One could also note that primes of the form $a^2+b^4$ is a special case (in some sense) of primes of the form $a^2 +1$, since infinitely many primes of the form $a^2+1$ implies infinitely many primes of the form $a^2+b^4$. (Of course this is the reverse of the special case direction between the numbers themselves.)
I don't think many who work on these problems are motivated by applications to cryptography. As Ben Smith points out in the comments, there are some applications of Bateman-Horn to cryptography, where we would like to find primes represented by special polynomials for use in certain cryptographic algorithms.
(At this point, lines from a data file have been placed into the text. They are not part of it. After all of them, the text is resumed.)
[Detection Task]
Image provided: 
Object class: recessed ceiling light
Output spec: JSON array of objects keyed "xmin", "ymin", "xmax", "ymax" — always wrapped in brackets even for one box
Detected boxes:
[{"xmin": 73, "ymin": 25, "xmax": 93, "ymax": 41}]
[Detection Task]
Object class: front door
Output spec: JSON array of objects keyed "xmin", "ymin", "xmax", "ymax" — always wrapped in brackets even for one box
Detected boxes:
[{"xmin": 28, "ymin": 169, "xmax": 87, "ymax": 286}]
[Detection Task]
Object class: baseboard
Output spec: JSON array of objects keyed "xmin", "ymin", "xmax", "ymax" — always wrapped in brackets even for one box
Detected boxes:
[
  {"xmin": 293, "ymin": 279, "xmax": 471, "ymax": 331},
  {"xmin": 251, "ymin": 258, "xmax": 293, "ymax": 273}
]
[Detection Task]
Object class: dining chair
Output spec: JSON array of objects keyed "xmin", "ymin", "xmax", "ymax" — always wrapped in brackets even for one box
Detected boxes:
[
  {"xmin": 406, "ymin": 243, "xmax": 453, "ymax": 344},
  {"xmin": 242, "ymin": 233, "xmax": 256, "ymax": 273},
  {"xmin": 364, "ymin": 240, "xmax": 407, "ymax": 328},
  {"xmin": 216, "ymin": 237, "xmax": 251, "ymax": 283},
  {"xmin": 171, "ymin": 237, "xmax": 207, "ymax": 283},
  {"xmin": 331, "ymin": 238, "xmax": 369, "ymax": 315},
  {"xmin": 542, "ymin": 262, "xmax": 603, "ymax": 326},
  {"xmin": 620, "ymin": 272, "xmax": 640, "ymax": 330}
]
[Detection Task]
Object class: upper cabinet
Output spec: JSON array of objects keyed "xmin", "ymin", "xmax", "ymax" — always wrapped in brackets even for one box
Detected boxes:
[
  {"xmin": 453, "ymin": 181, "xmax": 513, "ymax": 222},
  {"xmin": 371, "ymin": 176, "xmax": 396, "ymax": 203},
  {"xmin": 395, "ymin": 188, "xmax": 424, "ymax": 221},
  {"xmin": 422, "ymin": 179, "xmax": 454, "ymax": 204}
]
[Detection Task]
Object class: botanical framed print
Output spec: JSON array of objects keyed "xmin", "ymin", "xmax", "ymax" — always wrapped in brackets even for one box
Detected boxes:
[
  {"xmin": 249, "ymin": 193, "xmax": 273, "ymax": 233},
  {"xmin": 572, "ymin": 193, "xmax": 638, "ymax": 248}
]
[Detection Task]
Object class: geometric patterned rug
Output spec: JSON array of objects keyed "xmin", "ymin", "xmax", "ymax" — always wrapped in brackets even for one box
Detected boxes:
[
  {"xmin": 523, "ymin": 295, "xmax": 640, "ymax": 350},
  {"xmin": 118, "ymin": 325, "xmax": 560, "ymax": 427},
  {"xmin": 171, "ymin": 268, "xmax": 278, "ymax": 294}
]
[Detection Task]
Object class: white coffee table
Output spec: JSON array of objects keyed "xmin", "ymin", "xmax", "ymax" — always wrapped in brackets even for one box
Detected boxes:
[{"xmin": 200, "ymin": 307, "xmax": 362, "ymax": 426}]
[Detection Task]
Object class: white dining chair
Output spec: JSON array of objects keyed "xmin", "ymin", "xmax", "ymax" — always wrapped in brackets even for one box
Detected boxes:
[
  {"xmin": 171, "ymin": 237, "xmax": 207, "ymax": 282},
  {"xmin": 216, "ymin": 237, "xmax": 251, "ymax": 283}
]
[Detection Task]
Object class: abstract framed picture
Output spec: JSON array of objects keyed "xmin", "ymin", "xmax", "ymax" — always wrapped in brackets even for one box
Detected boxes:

Conditional on not just the existence of such primes but the Bateman-Horn conjecture predicting how many there are in a large interval, we can generate such primes in polynomial time by randomly sampling values of the polynomial and primality testing.
However, since these conjectures are very very hard to prove, but we have very strong reasons to believe that they are true, working on them might not help with cryptography very much.
Suppose you suspect that among some subset $\mathcal{S}$ of the natural numbers, there ought to be infinitely many primes. How would you confirm that this is indeed the case?
Clearly, the "bigger" $\mathcal{S}$ is (measured in terms of natural density), the easier the question should be. The biggest set is of course $\mathbb{N}$ itself, and it was a highly non-trivial theorem of Euclid that confirmed this. What about the next most obvious "big" sets, the arithmetic progressions? Indeed, consider the set $\mathcal{S}(a; q)$ by
$$\displaystyle \mathcal{S}(a; q) = \{qx + a : x \in \mathbb{N}\}.$$
In the special case $q = 4, a = 3$ one can use Euclid's argument again to show that there are infinitely many primes in the set (but far from the correct density). A much more difficult argument shows that the case $q = 4, a = 1$ also gives infinitely many primes. But we expect that there are infinitely many primes in $\mathcal{S}(a; q)$ whenever $\gcd(a,q) = 1$. This is not known until the work of Dirichlet, almost 2000 years after Euclid!
The most extensive generalization of the theorem of Dirichlet known is the Chebotarev density theorem, which shows that in any number field there are infinitely many primes which split completely (over simplifying here).
So far, all of the sets considered have log density one. If we put $\mathcal{S}(X) = \# \{n \leq X : n \in \mathcal{S} \}$ then the log density is the infimum among all non-negative real numbers $\delta$ such that $\mathcal{S}(X) < X^{\delta}$ for all $X$ sufficiently large. Log density one sets can still be very very hard to count primes in: indeed, we expect the set of primes $p$ such that $p + 2$ is also prime to be infinite, and this set (if infinite) is expected to have log density one.
Thus, producing an infinite set of primes which have log density less than one is a formidable task. Both the Friedlander-Iwaniec theorem and Heath-Brown's theorem are examples where this can be achieved. These should be considered highly exceptional in the sense that similar, perhaps even easier looking polynomials are not amenable to their methods! Perhaps the most infamous is the polynomial $F(x,y) = 4x^3 - y^2$, which counts discriminants of elliptic curves in short Weierstrass form.